Dans quel système vit donc François Fillon? Quelle caricature se fait-il des attentes des Français? De quel système a-t-il entendu la détresse?
"Parce qu'il n'y a pas de système au singulier, personne ne peut s'arroger le qualificatif d'antisystème, écrit Guillaume Erner dans Charlie Hebdo (3). Le propre d'une société démocratique, c'est d'abriter en son sein différentes forces, sans que l'on parvienne jamais à situer le pouvoir en un lieu unique. Qui gouverne? Le peuple, les électeurs, la finance, etc. Ces différents groupe sont en concurrence pour le pouvoir, ils l'exercent en jetant leurs forces respectives dans la bataille. (...) Ce qui compte, c'est de démasquer la supercherie des antisystème. (...) Et la ruse de ces antisystème, au bout du compte, c'est de faire croire que le système existe, pour mieux le renforcer."
Finalement, l'objectif des anti-système semble bien être de casser. Casser les acquis sociaux, casser les avancées positives, casser les solidarités.

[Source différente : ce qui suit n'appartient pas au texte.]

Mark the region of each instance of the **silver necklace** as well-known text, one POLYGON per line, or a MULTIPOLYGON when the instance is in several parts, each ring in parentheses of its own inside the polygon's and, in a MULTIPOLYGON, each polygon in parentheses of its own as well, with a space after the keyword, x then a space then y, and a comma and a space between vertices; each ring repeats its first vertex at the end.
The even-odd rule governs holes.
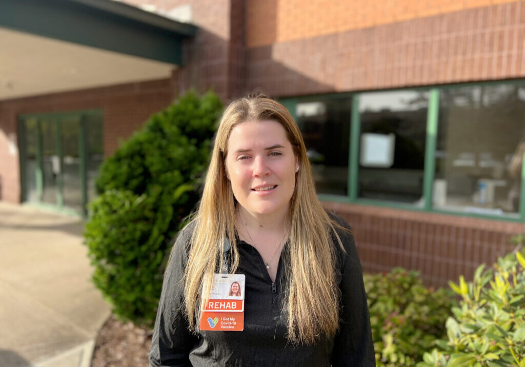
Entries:
MULTIPOLYGON (((244 227, 245 227, 244 229, 246 232, 246 234, 248 235, 248 238, 250 239, 250 241, 251 242, 251 245, 254 245, 254 239, 253 239, 253 238, 251 238, 251 236, 250 235, 250 233, 248 231, 248 228, 246 226, 247 223, 246 222, 245 222, 244 221, 243 222, 243 225, 244 226, 244 227)), ((277 253, 279 252, 279 249, 281 248, 281 247, 284 244, 284 241, 285 241, 285 237, 286 236, 286 232, 285 231, 285 233, 283 234, 283 235, 282 235, 282 238, 281 239, 281 242, 279 242, 279 246, 278 246, 275 249, 275 252, 274 253, 274 255, 273 255, 273 256, 272 256, 271 258, 270 259, 269 261, 266 261, 265 263, 265 265, 266 265, 266 269, 267 270, 270 270, 270 263, 271 263, 274 260, 274 259, 275 258, 275 256, 276 255, 277 255, 277 253)), ((262 257, 262 256, 261 256, 261 257, 262 257)), ((264 259, 262 259, 262 261, 264 261, 264 259)))

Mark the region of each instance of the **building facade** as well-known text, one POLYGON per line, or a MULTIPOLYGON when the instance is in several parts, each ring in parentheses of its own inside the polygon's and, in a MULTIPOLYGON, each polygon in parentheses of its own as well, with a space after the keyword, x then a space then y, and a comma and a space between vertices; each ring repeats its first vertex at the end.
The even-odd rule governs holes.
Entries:
POLYGON ((2 200, 81 211, 119 139, 179 93, 211 88, 225 102, 260 92, 288 108, 365 271, 403 266, 442 285, 524 232, 525 1, 125 3, 196 27, 180 65, 0 95, 2 200), (82 156, 68 153, 78 146, 82 156), (83 176, 66 174, 77 166, 83 176))

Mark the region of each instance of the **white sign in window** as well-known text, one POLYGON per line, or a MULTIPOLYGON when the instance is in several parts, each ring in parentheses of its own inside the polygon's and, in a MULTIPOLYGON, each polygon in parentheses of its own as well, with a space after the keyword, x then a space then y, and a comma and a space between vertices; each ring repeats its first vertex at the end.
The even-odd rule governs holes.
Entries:
POLYGON ((363 167, 392 167, 394 164, 395 143, 394 134, 362 134, 359 163, 363 167))

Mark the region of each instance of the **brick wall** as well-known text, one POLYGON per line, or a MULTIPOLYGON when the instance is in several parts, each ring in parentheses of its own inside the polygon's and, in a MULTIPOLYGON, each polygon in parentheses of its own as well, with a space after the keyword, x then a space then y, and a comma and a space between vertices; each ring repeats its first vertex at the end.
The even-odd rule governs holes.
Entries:
POLYGON ((249 47, 490 7, 516 0, 247 0, 249 47))
MULTIPOLYGON (((265 2, 268 7, 271 3, 265 2)), ((379 4, 366 3, 370 6, 379 4)), ((262 6, 256 1, 249 4, 255 8, 262 6)), ((254 16, 254 8, 248 7, 249 19, 254 16)), ((276 20, 267 22, 267 32, 262 11, 256 12, 261 20, 248 23, 249 91, 280 97, 525 77, 525 1, 297 39, 283 37, 282 41, 254 46, 258 43, 249 40, 251 33, 272 34, 273 27, 280 29, 279 22, 286 23, 281 18, 287 16, 279 9, 268 12, 268 18, 276 12, 277 15, 276 20)), ((311 15, 306 13, 301 16, 307 19, 311 15)), ((301 32, 293 34, 302 35, 301 32)))
POLYGON ((19 203, 18 153, 9 140, 17 142, 19 114, 101 109, 104 119, 104 153, 111 154, 153 113, 168 106, 175 89, 171 79, 57 93, 0 101, 0 200, 19 203))
POLYGON ((460 275, 471 279, 481 263, 491 265, 512 251, 520 223, 390 208, 323 203, 352 226, 363 271, 396 266, 419 271, 427 286, 446 286, 460 275))

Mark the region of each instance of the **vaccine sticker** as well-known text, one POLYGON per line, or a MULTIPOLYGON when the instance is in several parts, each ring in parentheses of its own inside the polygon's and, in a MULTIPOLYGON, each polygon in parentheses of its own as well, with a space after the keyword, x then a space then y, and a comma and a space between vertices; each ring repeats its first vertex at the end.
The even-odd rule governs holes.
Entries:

(1) http://www.marianne.net/caricature-inquisition-bouclier-anti-questions-qui-fachent-fillon-100248111.html
(2) Entendus dans un journal de France Inter ce jour, ces "Jeunes avec François Fillon" qui hurlent de joie en l'entendant dans le débat d'hier répéter qu'il veut supprimer 500 000 emplois de fonctionnaires... C'est donc réjouissant? De quel type de société rêvent ces jeunes? D'une société sans écoles publiques, sans hôpitaux publics, sans justice, sans police, sans cantonniers, sans administration? Une société privatisée où tout se paie? Quel âge ont ces jeunes? Quele idée se font-ils des rapports entre citoyens?
(3) "Contre le système, tout contre", Charlie Hebdo, 23 novembre 2016.